Unnamed: 0,Feature Names,Coefficients,Odds Ratio
1,Reason 1,2.108829,8.238592
3,Reason 3,1.488952,4.432447
4,Reason 4,1.348938,3.853332
7,Transportation Expense,0.710728,2.035472
13,Children,0.45767,1.580387
2,Reason 2,0.3346,1.397382
11,Body Mass Index,0.29134,1.33822
12,Education,0.127074,1.135501
5,Month Value,0.085825,1.089615
10,Daily Work Load Average,0.020486,1.020698


A feature is not particularly important if its:
- coefficient is around 0
- odds ratio is around 1

A weight of 0 implies that no matter the feature value, we will multiply by it by 0 in the model.

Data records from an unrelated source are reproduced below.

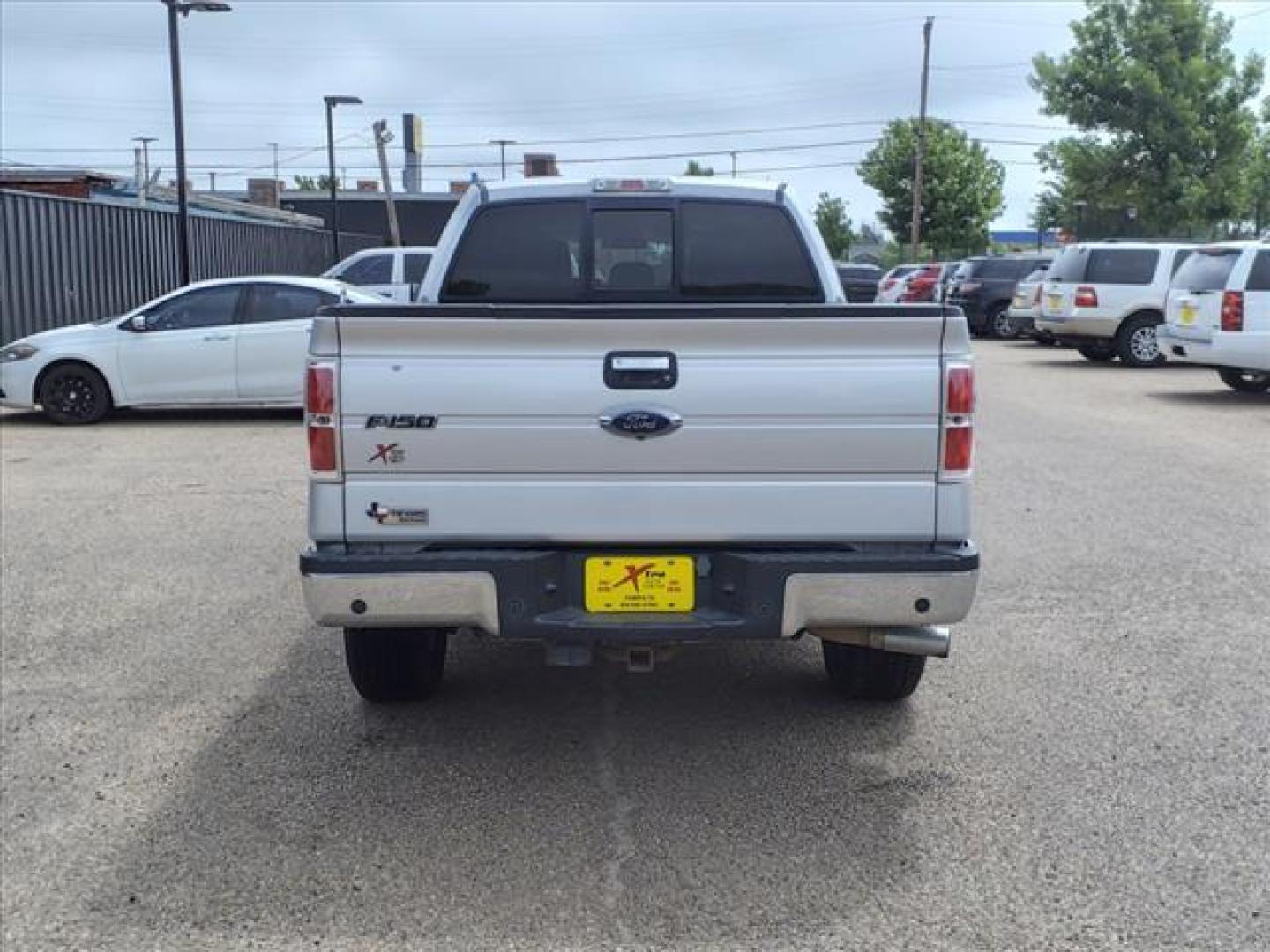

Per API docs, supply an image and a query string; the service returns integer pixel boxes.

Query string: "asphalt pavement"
[0,343,1270,952]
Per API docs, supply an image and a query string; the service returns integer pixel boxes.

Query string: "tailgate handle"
[604,350,679,390]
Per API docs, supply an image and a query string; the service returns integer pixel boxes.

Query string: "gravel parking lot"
[0,343,1270,952]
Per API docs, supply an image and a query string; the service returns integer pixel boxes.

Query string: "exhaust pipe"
[811,624,952,658]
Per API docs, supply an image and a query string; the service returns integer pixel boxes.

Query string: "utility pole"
[323,96,362,264]
[373,119,401,248]
[489,138,516,179]
[909,17,935,262]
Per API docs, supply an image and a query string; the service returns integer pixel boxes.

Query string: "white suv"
[1036,242,1194,367]
[1158,246,1270,393]
[323,245,436,305]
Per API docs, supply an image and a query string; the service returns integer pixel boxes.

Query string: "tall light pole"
[1072,198,1088,242]
[132,136,159,188]
[909,17,935,262]
[323,96,362,264]
[489,138,516,179]
[161,0,231,285]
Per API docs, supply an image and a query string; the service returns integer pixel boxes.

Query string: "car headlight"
[0,344,40,363]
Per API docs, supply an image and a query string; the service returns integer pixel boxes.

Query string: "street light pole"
[489,138,516,179]
[323,96,362,264]
[132,136,159,182]
[162,0,231,285]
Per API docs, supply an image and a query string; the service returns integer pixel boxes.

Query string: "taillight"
[940,363,974,480]
[305,363,339,480]
[1221,291,1244,330]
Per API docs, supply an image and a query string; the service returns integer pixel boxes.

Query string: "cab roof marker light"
[591,179,670,191]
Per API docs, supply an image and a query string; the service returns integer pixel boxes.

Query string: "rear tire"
[820,641,926,701]
[1115,314,1166,367]
[1217,369,1270,393]
[1076,340,1115,363]
[988,305,1019,340]
[344,628,450,703]
[35,361,110,427]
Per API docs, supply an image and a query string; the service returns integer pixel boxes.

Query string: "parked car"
[323,245,434,305]
[838,264,881,305]
[877,264,923,305]
[1036,242,1194,367]
[900,264,944,305]
[0,277,384,424]
[300,178,979,702]
[1155,240,1270,393]
[935,262,965,301]
[997,264,1054,343]
[947,255,1050,337]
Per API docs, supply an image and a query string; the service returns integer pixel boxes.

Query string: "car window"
[1085,248,1160,285]
[1171,248,1239,291]
[246,285,339,324]
[339,254,392,285]
[1045,248,1088,285]
[146,285,243,330]
[838,268,878,280]
[405,253,432,286]
[591,210,675,291]
[1247,251,1270,291]
[441,201,586,302]
[679,201,820,301]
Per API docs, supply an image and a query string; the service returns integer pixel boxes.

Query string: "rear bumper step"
[300,545,979,656]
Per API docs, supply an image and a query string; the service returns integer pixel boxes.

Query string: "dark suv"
[838,264,881,305]
[947,255,1051,337]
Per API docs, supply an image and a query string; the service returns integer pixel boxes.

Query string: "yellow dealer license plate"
[583,556,695,612]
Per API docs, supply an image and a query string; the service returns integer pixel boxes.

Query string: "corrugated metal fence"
[0,191,382,344]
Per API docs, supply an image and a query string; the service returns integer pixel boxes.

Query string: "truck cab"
[301,178,979,701]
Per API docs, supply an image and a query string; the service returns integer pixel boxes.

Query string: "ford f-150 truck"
[300,179,979,702]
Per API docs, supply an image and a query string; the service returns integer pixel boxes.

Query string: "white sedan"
[0,277,384,423]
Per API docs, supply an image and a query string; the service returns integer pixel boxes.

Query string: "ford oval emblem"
[600,406,684,439]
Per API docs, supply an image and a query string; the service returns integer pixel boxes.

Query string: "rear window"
[958,257,1036,280]
[441,199,823,303]
[1045,248,1088,285]
[591,208,675,291]
[1249,251,1270,291]
[1085,248,1160,285]
[679,202,820,301]
[442,202,586,302]
[1172,248,1239,291]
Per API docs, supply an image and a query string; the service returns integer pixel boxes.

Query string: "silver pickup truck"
[300,179,979,702]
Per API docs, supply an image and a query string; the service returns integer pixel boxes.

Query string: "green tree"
[815,191,856,262]
[860,119,1005,257]
[1030,0,1262,234]
[294,175,339,191]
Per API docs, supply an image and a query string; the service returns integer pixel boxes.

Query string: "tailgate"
[339,307,944,542]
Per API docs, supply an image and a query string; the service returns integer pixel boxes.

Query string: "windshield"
[1045,246,1086,285]
[1171,248,1241,291]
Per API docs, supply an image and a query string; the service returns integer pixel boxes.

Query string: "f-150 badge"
[600,406,684,439]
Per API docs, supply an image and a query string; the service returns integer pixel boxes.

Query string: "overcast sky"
[0,0,1270,227]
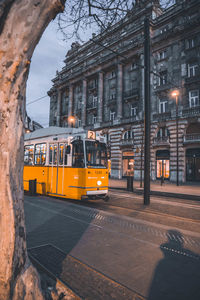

For a unit change in the standardized feature, the odds increase by a multiple equal to the odds ratio. Hence, 1 implies no change.

I have assumed at least a 5% change in odds to be significant.

From the above table, it seems that the `Daily Work Load Average` and `Distance to Work` make no difference, given all features.